Iran: la risposta di Mohammad Pakpour e l’allerta militare in Medio Oriente
Il generale Pakpour, salito al comando del Corpo delle Guardie della Rivoluzione Islamica nel giugno 2025, ha lanciato un monito diretto a Stati Uniti e Israele, esortandoli a “evitare qualsiasi errore di valutazione o comunicazione”. Queste parole sono state diffuse dall’agenzia Nournews, vicina al Consiglio Supremo di Sicurezza Nazionale iraniano, attraverso il suo canale Telegram. Pakpour, che ha una lunga esperienza militare iniziata durante la Rivoluzione del 1979 e la guerra Iran-Iraq, ha sottolineato la preparazione tattica e strategica delle forze iraniane, evidenziata anche dall’impiego di droni come l’Hemaseh per mantenere alta la prontezza operativa.
Le manovre militari e la retorica bellicosa seguono un’escalation che ha visto l’Iran reagire a vari attacchi e pressioni regionali, inclusi raid israeliani e azioni mirate contro figure politiche di Hamas. Nel frattempo, fonti dell’opposizione iraniana riportano che l’ayatollah Ali Khamenei, guida suprema dell’Iran dal 1989, si sarebbe rifugiato in un bunker a Teheran per prepararsi a eventuali rappresaglie statunitensi.
Ali Khamenei, una figura chiave nella Repubblica Islamica
Nato a Mashhad nel 1939, Ali Khamenei è la massima autorità religiosa e politica iraniana da oltre tre decenni. Dopo un rapido percorso di ascesa politica che lo ha portato a ricoprire la presidenza della Repubblica Islamica tra il 1981 e il 1989, è stato nominato Guida Suprema dopo la morte di Khomeini. Nonostante alcune controversie iniziali legate al suo rango religioso, Khamenei ha consolidato il suo potere controllando le istituzioni militari e di sicurezza, in particolare i Pasdaran e la polizia morale. La sua leadership è caratterizzata da una forte opposizione all’Occidente, specialmente agli Stati Uniti, definiti come il “Grande Satana”.
Khamenei ha inoltre affrontato numerose crisi interne, inclusi il movimento di protesta del 2009 e le recenti agitazioni scoppiate dopo il crollo del rial iraniano.
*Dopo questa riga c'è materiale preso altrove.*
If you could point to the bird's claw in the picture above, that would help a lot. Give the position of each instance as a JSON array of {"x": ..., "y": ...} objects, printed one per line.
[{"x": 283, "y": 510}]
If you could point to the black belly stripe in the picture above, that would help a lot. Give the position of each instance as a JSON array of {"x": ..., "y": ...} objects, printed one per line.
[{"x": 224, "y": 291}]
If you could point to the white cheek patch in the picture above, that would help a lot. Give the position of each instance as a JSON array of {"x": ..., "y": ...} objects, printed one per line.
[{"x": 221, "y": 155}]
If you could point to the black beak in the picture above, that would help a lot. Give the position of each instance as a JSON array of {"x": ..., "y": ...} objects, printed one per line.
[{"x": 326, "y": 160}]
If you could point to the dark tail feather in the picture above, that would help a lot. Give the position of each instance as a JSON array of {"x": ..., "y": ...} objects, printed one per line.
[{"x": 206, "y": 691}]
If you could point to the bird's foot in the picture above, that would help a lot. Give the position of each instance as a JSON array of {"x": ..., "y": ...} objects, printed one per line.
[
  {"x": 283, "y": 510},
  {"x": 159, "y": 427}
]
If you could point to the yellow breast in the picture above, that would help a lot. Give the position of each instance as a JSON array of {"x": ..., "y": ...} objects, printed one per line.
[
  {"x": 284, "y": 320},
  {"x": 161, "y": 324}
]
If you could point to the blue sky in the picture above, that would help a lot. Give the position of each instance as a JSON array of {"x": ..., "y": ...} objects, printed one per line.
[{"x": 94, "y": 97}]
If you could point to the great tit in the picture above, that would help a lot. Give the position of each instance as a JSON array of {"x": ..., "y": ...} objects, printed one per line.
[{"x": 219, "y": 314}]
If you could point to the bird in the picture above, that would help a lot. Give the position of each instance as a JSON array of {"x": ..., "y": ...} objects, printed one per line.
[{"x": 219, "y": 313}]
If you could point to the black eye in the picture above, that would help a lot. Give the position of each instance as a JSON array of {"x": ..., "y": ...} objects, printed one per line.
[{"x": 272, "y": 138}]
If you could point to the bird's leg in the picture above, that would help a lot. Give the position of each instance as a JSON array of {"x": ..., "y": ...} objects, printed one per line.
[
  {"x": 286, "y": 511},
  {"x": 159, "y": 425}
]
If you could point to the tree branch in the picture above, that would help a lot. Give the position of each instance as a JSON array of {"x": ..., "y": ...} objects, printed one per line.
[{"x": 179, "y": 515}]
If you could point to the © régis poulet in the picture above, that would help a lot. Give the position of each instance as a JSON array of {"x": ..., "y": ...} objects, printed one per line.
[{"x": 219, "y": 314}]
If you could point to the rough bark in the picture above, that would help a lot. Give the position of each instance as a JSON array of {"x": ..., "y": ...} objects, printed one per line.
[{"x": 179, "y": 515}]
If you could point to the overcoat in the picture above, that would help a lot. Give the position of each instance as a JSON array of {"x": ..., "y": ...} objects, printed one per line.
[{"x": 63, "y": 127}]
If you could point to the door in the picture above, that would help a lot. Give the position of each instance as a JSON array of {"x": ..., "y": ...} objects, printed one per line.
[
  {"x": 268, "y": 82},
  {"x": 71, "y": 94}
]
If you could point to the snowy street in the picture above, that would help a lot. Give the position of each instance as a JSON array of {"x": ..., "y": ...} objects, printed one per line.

Sul fronte internazionale, ha sostenuto con fermezza lo sviluppo del programma nucleare iraniano e ha guidato la politica di risposta militare e diplomatica dell’Iran in Medio Oriente.
La delicata successione e il ruolo di Pakpour
Con l’avanzare dell’età di Khamenei, il tema della successione è sempre più centrale nella politica iraniana. L’improvvisa scomparsa di Ebrahim Raisi nel maggio 2025 ha complicato le prospettive, aprendo le speculazioni su possibili candidati, tra cui Mojtaba Khamenei, secondo dei sei figli dell’attuale Guida Suprema. Tuttavia, la nomina del successore non è ereditaria e richiede il consenso unanime dell’Assemblea degli Esperti.
Intanto, sul fronte militare, il generale Mohammad Pakpour rappresenta la nuova guida operativa del Corpo delle Guardie della Rivoluzione, un ruolo cruciale in un contesto di conflitti regionali e crescenti tensioni internazionali. Le sanzioni statunitensi e internazionali non hanno diminuito la sua influenza, che si manifesta anche attraverso l’organizzazione di esercitazioni militari e l’adozione di nuove tecnologie belliche, elementi che confermano la forte determinazione iraniana a mantenere il controllo strategico nella regione.